It’s the headline that seemed all too inevitable
THQ has entered into an Asset Purchase Agreement with stalking-horse bidder Clearlake Capital Group “to acquire substantially all of the assets of THQ’s operating business, including THQ’s four owned studios and games in development,” it was announced today in a press release. The publisher has filed for Chapter 11 bankruptcy in Delaware.

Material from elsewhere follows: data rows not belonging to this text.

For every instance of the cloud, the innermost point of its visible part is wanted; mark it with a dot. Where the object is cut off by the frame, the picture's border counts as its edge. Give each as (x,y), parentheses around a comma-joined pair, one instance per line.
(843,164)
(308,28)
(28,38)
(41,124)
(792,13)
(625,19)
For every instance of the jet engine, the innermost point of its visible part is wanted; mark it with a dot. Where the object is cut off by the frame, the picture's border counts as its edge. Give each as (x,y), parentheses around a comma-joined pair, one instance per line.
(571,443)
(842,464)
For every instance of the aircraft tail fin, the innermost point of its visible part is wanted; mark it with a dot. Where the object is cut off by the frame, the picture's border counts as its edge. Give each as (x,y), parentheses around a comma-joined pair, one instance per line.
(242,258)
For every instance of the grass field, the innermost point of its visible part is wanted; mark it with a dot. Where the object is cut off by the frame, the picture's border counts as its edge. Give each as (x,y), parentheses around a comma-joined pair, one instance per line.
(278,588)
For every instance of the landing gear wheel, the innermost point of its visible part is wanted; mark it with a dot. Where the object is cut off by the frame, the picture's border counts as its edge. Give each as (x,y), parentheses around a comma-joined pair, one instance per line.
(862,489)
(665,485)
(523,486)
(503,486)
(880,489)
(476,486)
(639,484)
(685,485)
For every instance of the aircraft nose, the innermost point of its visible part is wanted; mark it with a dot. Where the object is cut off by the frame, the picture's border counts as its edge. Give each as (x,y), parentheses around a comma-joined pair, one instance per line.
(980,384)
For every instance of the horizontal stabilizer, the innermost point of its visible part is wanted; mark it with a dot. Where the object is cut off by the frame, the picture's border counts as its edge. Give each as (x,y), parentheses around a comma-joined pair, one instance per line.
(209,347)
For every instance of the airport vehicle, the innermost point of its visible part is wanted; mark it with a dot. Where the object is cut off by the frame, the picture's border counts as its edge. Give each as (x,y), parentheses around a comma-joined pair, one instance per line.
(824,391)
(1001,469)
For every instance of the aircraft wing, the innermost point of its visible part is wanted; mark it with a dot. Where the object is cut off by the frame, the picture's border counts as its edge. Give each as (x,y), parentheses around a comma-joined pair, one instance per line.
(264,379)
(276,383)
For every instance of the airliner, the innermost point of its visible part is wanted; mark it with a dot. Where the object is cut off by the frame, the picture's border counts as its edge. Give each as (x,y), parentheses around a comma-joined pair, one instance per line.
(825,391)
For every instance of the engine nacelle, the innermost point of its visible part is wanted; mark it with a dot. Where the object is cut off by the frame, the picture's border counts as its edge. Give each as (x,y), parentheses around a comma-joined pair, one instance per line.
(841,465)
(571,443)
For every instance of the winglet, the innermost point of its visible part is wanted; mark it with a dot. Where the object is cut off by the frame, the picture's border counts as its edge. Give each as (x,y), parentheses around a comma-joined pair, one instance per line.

Subject to Court approval, the company will continue day-to-day business operations as usual during the sale period. “The sale and filing are necessary next steps to complete THQ’s transformation and position the company for the future, as we remain confident in our existing pipeline of games, the strength of our studios and THQ’s deep bench of talent,” said chairman and CEO Brian Farrell. “We are grateful to our outstanding team of employees, partners and suppliers who have worked with us through this transition. We are pleased to have attracted a strong financial partner for our business, and we hope to complete the sale swiftly to make the process as seamless as possible.”
President Jason Rubin commented that “We have incredible, creative talent here at THQ. We look forward to partnering with experienced investors for a new start as we will continue to use our intellectual property assets to develop high-quality core games, create new franchise titles, and drive demand through both traditional and digital channels.”
With Clearlake starting the bidding process, THQ is asking the Court “for a schedule to complete the sale process in about 30 days. The publisher “does not intend to reduce its workforce as a result of the filing.”